Part of the general teaching about Christian Meditation encourages us to adopt some daily discipline of meditation. No one should be frightened about this. The discipline will vary a lot from person to person. If you consult someone like Father Laurence Freeman, he will say simply that we should meditate for between 20 to 30 minutes, twice a day. It is what he does, and he believes it is the basic discipline for a contemplative person. And of course it represents a considerable rearrangement of our personal lives and schedules and priorities. Plenty of people do that.

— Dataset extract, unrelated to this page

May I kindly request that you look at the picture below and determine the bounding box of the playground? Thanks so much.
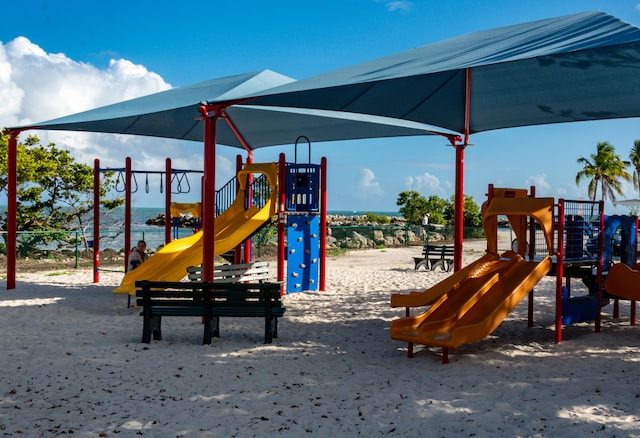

But it depends on a lot of things. For some it depends on their many other at present unavoidable tasks and responsibilities. I do not see how a mother at home with preschoolers can meditate twice a day in stillness and silence. It also depends on our state of health, on the understanding of other people in the house, and so on... numerous things. I come back to the basic principles, that whatever we do, it is always to be a gentle discipline -- we do what we can, not what we can’t. In our maturity we may have discovered that times and seasons change, and that what was impossible at one time of life may be able to blossom some other time.
But there is a deeper point underlying this. The teaching says that if and when the moment arrives for meditation, we do it whether we feel like it or not. We discern the moment, and choose to respond, whether we feel like it or not. Feelings are put to one side. This is a decision about priorities. And it always strikes me as being profoundly counter-cultural. It may be that for those of us who have seen a thing or two, getting on with something we don’t feel like doing is not a strange experience at all. We can manage that perfectly well if we choose to. I was once invited to “explain”, as they put it, Christian Meditation to a church youth group. And that bit of it was incomprehensible to them. Doing something they didn’t feel like doing, or thought they didn’t like... Why would anyone do that if they didn’t have to?
Meditation, contemplative life and prayer, teaches us to set aside emotions, feelings if we have to or if we choose. In the welter and pressure of emotions, which we always have anyway, we choose something else, to become still and wait. That is a very rich decision. It is a decision, in the stillness, to be directed elsewhere than ourselves. In the normal course of our lives it may be something that happens nowhere else. Even if we see our lives as outgoing and caring of others, which may well be true, this is different. It is paying attention to God, with empty hands and with all the love and stillness, silence and simplicity, that are God’s gift.